3D printers are uniquely positioned to do exactly that. Already, companies like LocalMotors are doing prep printing in plastic of entire cars. Why not print the wires, glass, and everything else in one pass? With graphene, it's possible. Not today, not tomorrow, but perhaps within a few years.
By solving all of these simultaneous equations - simultaneously - it's possible to solve all of the problems contained within the global warming challenge, satisfy all parties, and achieve everyone's goals.
Jon Myers, the CEO of GTI when we first met, is now an active member in this SNS initiative. After all, his catalysis reaction may be a key to making it all work. I asked Jon to create a document to share at our meeting with one of the national laboratories last week, which he was kind enough to do.
We are now on the cusp of building scientific, corporate, and political momentum behind a proposal that we think can actually avoid climate catastrophes, preventing temperature excursions from which it would be difficult to recover.
At stake are not only the financial and security futures of our grandchildren, cultures, and countries, but also the survival of a large fraction of the plant and animal species alive today. With widespread and rapid support for the Carbon Trifecta, there is no reason we can't look forward to a future that we all prefer.

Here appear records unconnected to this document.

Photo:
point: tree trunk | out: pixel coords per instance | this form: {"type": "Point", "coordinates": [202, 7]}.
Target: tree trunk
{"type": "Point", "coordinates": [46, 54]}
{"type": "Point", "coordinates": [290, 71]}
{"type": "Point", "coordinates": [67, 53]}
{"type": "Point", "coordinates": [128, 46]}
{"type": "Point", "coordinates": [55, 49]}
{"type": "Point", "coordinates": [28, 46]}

There is room at this proprietary and open-source table for every university, company, and country. In fact, without such wide-scale international cooperation, the plan won't work. Rich countries and poor; China and the US; the EU, UK, and Australia; companies in technology and finance, utilities and chemicals; universities, think tanks, governments, laboratories, and individuals, can all be productive parts of this new program.